A stands for Awakening.
The first step is to see if the patient can undergo a Spontaneous Awakening Trial (SAT). The nurse assesses these qualities:
- Is patient receiving a sedative infusion for active seizures?
- Is patient receiving a sedative infusion for alcohol withdrawal?
- Is patient receiving a paralytic agent (neuromuscular blockade)?
- Is patient’s score on the Richmond Agitation Sedation Scale (RASS) >2?
- Is there documentation of myocardial ischemia in the past 24 hours?
- Is patient’s intracranial pressure (ICP) >20 mm Hg?
- Is patient receiving sedative medications in an attempt to control intracranial pressure?
- Is patient currently receiving extracorporeal membrane oxygenation (ECMO)?
If the answer is yes to any of the above, then there needs to be a discussion with the interdisciplinary team before performing a SAT. If the answer is no to all of the above, then proceed with performing the SAT. Stop the sedation. If the following occurs, you should put the patient back on sedation but try at 1/3 to 1/2 the rate the patient was on before.
- RASS score >2 for 5 minutes or longer
- Pulse oximetry reading <88% for 5 minutes or longer
- Respirations >35/min for 5 minutes or longer
- New acute cardiac arrhythmia
- ICP >20 mm Hgb
- 2 or more of the following symptoms of respiratory distress:
- Heart rate increase 20 or more beats per minute
- heart rate less than 55 beats per minute
- use of accessory muscles, abdominal paradox, diaphoresis, dyspnea
If possible, changing the sedation from propofol to precedex will help patient be calm and it does not depress respiratory status (especially after 24 hours).
B stands for Breathing.
Spontaneous Breathing Trials (SBT) are up next. The respiratory therapist will assess for safety.

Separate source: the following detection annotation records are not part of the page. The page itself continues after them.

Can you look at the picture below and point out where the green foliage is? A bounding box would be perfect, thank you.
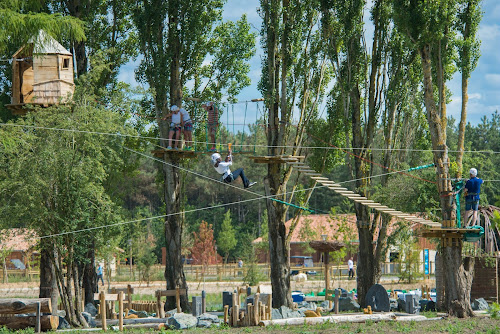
[488,302,500,319]
[217,210,237,263]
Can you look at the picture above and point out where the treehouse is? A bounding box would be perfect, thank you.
[7,30,75,114]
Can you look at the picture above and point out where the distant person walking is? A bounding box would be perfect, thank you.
[97,264,104,286]
[464,168,483,226]
[347,256,354,279]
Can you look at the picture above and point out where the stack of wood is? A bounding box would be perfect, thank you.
[131,300,157,313]
[155,286,187,318]
[0,298,59,333]
[224,292,272,327]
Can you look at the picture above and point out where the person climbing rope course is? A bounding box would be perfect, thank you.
[212,144,257,188]
[165,104,182,150]
[179,108,193,151]
[464,168,483,226]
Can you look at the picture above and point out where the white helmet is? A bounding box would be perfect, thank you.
[212,153,221,165]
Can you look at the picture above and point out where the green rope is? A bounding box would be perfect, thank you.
[407,164,435,172]
[269,198,314,213]
[253,102,259,155]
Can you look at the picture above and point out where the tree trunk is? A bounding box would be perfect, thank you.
[156,1,190,312]
[83,237,98,305]
[457,74,469,178]
[38,239,58,315]
[264,177,293,308]
[434,250,445,310]
[419,45,474,317]
[163,156,190,312]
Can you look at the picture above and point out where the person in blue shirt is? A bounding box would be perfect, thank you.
[97,264,104,286]
[464,168,483,226]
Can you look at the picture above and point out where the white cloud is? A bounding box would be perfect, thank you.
[469,93,482,101]
[484,73,500,86]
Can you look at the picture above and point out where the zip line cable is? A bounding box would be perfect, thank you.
[0,123,500,155]
[38,144,442,239]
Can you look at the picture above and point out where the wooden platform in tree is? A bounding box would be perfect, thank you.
[280,156,444,228]
[5,103,65,116]
[420,227,481,238]
[151,148,254,159]
[249,155,306,164]
[151,149,201,159]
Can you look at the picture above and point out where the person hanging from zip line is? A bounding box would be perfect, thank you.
[179,108,193,151]
[464,168,483,226]
[202,102,219,151]
[165,104,182,150]
[212,144,257,189]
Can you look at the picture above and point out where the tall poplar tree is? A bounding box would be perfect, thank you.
[133,0,255,309]
[394,0,474,317]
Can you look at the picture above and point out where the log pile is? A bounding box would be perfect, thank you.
[224,292,272,327]
[0,298,59,332]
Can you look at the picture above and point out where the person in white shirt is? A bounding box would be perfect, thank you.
[165,105,182,150]
[347,256,354,279]
[212,150,257,188]
[179,108,193,151]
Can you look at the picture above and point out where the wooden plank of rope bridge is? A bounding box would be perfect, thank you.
[151,149,200,159]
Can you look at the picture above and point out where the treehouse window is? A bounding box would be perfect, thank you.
[63,58,69,69]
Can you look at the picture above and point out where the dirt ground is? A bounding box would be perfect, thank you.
[0,279,434,298]
[183,317,500,334]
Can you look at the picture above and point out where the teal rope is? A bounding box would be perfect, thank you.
[253,102,259,155]
[407,164,436,172]
[269,198,314,213]
[240,101,248,152]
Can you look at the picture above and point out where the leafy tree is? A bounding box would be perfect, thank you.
[455,0,482,178]
[394,0,482,317]
[217,210,236,263]
[259,0,330,308]
[132,0,253,309]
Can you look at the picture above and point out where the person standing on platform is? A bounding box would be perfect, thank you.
[97,264,104,286]
[464,168,483,226]
[347,256,354,279]
[179,108,193,151]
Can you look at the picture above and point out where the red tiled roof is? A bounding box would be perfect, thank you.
[0,228,37,251]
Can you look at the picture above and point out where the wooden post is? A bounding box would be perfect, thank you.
[175,286,182,313]
[335,289,340,314]
[268,294,273,320]
[231,291,239,327]
[118,291,124,332]
[127,284,132,310]
[323,252,332,309]
[253,293,260,326]
[201,290,207,313]
[35,302,42,333]
[224,305,229,324]
[155,290,161,318]
[99,291,108,331]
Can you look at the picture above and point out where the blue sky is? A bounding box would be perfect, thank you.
[120,0,500,128]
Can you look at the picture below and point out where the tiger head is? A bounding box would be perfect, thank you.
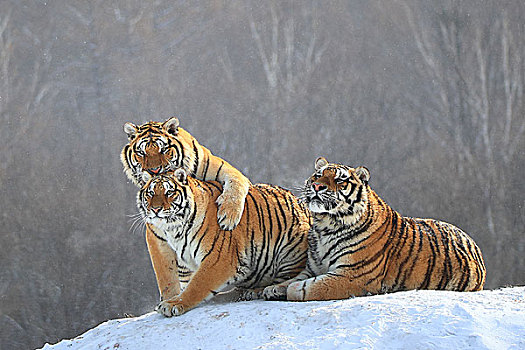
[302,157,370,219]
[137,168,193,226]
[120,118,188,186]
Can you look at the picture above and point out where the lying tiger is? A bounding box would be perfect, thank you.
[137,169,310,316]
[263,157,486,301]
[120,118,250,230]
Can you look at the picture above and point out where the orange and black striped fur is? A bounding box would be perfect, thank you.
[137,169,310,316]
[120,118,250,230]
[263,158,485,300]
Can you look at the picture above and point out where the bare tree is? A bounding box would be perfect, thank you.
[403,2,525,284]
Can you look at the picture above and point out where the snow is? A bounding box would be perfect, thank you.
[43,287,525,350]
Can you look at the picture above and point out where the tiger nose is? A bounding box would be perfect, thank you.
[151,207,162,214]
[312,182,328,192]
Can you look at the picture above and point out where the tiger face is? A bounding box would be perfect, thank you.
[302,157,370,216]
[137,169,192,227]
[121,118,185,185]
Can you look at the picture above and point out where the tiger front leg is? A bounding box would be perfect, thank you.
[286,271,381,301]
[217,178,250,231]
[155,252,236,317]
[263,271,311,300]
[146,224,180,300]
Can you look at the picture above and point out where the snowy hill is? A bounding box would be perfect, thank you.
[43,287,525,350]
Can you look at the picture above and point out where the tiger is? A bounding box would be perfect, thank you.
[137,168,311,317]
[120,118,251,230]
[263,157,486,301]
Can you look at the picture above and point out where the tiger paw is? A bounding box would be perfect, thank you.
[263,284,286,300]
[286,281,306,301]
[217,193,244,231]
[155,299,187,317]
[237,288,263,301]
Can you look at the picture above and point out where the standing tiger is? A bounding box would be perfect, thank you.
[137,168,310,316]
[263,157,485,301]
[120,118,250,230]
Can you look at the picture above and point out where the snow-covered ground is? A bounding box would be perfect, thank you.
[43,287,525,350]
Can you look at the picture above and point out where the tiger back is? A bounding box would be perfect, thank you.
[264,158,486,300]
[137,169,310,316]
[120,118,250,230]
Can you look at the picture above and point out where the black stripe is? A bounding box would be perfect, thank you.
[215,159,224,181]
[191,139,200,176]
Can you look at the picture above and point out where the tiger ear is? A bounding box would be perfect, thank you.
[124,122,137,139]
[355,166,370,184]
[315,157,328,170]
[162,117,179,135]
[174,168,188,185]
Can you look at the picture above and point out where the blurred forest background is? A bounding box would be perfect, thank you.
[0,0,525,349]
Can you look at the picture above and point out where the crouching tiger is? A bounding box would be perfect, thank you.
[137,169,310,316]
[263,158,485,300]
[120,118,250,230]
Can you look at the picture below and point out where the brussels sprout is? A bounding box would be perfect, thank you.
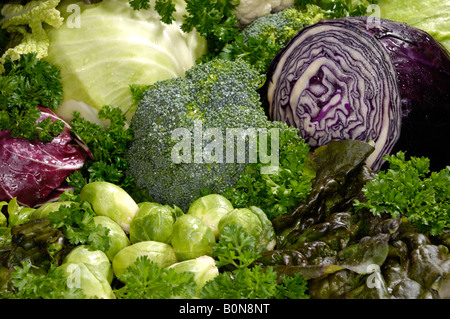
[187,194,233,239]
[58,263,116,299]
[171,214,216,261]
[219,206,276,253]
[94,216,130,261]
[167,256,219,292]
[130,202,183,244]
[30,201,73,220]
[112,240,178,276]
[64,245,114,283]
[80,182,138,233]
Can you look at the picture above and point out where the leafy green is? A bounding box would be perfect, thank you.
[205,219,308,299]
[219,4,325,72]
[2,261,84,299]
[294,0,378,18]
[200,266,309,299]
[130,0,240,56]
[130,0,176,24]
[181,0,240,54]
[0,0,64,70]
[0,53,64,142]
[354,152,450,235]
[213,224,259,268]
[49,201,110,251]
[67,105,146,202]
[114,256,197,299]
[379,0,450,50]
[222,123,314,219]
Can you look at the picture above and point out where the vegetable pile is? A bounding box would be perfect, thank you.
[0,0,450,299]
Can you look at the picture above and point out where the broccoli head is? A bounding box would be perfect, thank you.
[219,4,325,73]
[127,59,272,210]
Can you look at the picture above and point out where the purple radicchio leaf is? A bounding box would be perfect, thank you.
[0,108,89,207]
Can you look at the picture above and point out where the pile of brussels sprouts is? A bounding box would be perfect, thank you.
[41,182,275,298]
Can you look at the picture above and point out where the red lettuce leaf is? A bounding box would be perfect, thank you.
[0,108,89,207]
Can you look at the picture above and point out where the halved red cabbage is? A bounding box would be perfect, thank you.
[0,108,89,207]
[264,17,450,170]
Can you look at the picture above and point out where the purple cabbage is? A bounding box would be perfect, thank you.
[264,17,450,170]
[0,108,89,207]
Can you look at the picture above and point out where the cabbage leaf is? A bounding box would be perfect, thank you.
[46,0,206,114]
[379,0,450,50]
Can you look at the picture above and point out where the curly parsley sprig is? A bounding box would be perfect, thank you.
[0,53,64,142]
[354,152,450,235]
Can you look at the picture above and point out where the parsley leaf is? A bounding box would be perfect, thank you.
[222,126,314,219]
[2,260,85,299]
[0,53,64,142]
[354,152,450,235]
[214,225,259,268]
[48,201,110,251]
[114,256,197,299]
[66,105,148,201]
[181,0,240,54]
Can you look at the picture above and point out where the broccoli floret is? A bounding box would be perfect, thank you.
[127,59,272,210]
[219,4,325,73]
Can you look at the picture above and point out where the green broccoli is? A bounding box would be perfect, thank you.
[127,59,273,210]
[219,4,325,73]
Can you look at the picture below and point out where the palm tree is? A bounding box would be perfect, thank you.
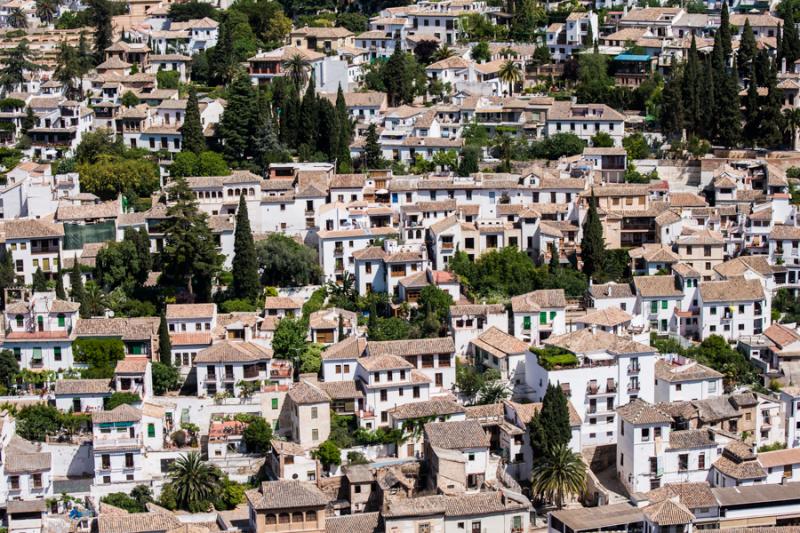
[169,452,221,513]
[783,108,800,150]
[6,7,28,29]
[36,0,58,24]
[431,45,456,61]
[531,444,586,509]
[283,54,311,91]
[497,59,522,96]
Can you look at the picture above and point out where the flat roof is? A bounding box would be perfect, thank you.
[711,483,800,507]
[550,503,644,531]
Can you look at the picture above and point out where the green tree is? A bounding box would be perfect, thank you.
[622,132,650,159]
[591,131,614,148]
[72,337,125,379]
[232,194,261,301]
[33,267,47,292]
[6,7,28,29]
[528,384,572,462]
[0,39,39,92]
[497,59,524,96]
[364,123,383,168]
[152,361,181,396]
[311,440,342,470]
[162,178,221,302]
[256,233,322,287]
[683,34,703,133]
[659,61,685,137]
[0,350,19,389]
[283,54,311,92]
[736,18,758,78]
[219,74,257,161]
[300,342,322,374]
[105,392,142,411]
[758,65,783,148]
[76,155,159,200]
[168,452,222,513]
[581,190,606,278]
[272,317,308,368]
[180,85,206,155]
[458,145,481,176]
[469,41,492,63]
[242,416,272,454]
[69,262,85,318]
[158,313,172,366]
[53,39,83,97]
[531,444,586,509]
[478,380,511,405]
[88,0,114,65]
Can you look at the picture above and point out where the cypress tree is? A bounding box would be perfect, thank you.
[755,49,780,87]
[581,189,606,278]
[158,313,172,366]
[743,63,760,146]
[683,35,702,133]
[252,90,283,175]
[89,0,113,65]
[69,256,89,318]
[528,384,572,463]
[717,59,742,148]
[32,267,47,292]
[758,59,783,148]
[297,74,318,151]
[736,19,757,78]
[56,270,67,300]
[336,85,353,172]
[180,85,206,155]
[364,124,383,168]
[696,61,717,140]
[718,0,733,60]
[219,74,256,162]
[661,61,684,137]
[232,194,261,302]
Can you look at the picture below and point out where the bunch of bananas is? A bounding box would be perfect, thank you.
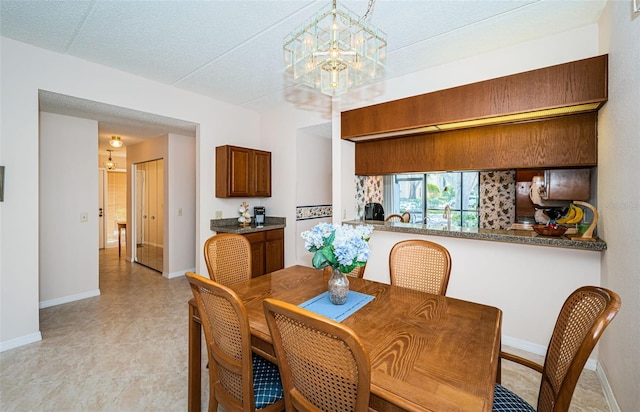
[556,203,584,225]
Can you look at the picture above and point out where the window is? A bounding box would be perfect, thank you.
[388,172,479,227]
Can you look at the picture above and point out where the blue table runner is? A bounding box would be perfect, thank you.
[299,290,374,322]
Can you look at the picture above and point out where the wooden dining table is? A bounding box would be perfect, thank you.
[189,266,502,411]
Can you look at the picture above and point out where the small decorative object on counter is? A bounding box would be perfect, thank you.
[300,223,373,305]
[571,200,598,242]
[238,202,251,226]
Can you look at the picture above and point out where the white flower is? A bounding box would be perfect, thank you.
[300,223,373,273]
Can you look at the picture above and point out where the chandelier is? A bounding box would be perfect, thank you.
[109,136,122,147]
[104,150,118,170]
[284,0,387,96]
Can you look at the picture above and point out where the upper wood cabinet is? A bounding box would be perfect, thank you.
[341,55,608,141]
[355,113,598,175]
[216,145,271,197]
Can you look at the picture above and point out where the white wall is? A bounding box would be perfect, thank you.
[598,1,640,411]
[38,112,100,307]
[292,130,331,266]
[0,37,260,350]
[260,107,330,266]
[164,133,196,278]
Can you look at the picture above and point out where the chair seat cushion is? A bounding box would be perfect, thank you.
[253,353,284,409]
[493,383,536,412]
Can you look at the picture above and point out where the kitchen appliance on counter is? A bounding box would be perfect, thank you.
[253,206,266,227]
[364,203,384,221]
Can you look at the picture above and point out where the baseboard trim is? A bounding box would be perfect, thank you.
[0,331,42,352]
[596,363,622,412]
[162,268,196,279]
[40,289,100,309]
[502,335,598,371]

- Is patient a long-term/ventilator-dependent patient?
- Is patient’s pulse oximetry reading <88%?
- Is patient’s fraction of inspired oxygen (FIO2) >50%?
- Is patient’s set positive end-expiratory pressure (PEEP) >7 cm H2O?
- Is there documentation of myocardial ischemia in the past 24 hours?
- Is patient’s ICP >20 mm Hg?
- Is patient receiving mechanical ventilation in an attempt to control ICP?
- Is the patient currently taking vasopressor medications?
- Does the patient lack inspiratory effort?
If the answer is yes to any of the above, then it may not be safe to perform the SBT. If the answer is no to all of the above, then the SBT is performed. However, if any of the below occurs indicating signs of failure, then stop.
- Respiratory rate >35 breaths per minute for 5 minutes or longer
- Respiratory rate <8/min
- Pulse oximetry reading of <88% for 5 minutes or longer
- ICP >20 mm Hg
- 2 or more of the following symptoms of respiratory distress
- Use of accessory muscles
- Abdominal paradox
- Diaphoresis
- Dyspnea
- Abrupt changes in mental status
- Acute cardiac arrhythmia
And of course, who is watching for these symptoms? The registered nurses.
C stands for Coordination.
This refers to the coordination mostly between the respiratory therapist and the nurse, although the discussion during the interdisciplinary team will also play a part.
D stands for Delirium.
THINK about the causes, use the RASS score every 4 hours and the CAM-ICU score every shift.
E stands for Early Mobility.
What I’m interested in is the minimum criteria for early mobility protocol.
However, if there’s any patient distress, then it’s time to stop. Below are the criteria for stopping early mobility.
It’s hard to start something new as an individual as it requires a cultural change and the healthcare team to be behind it.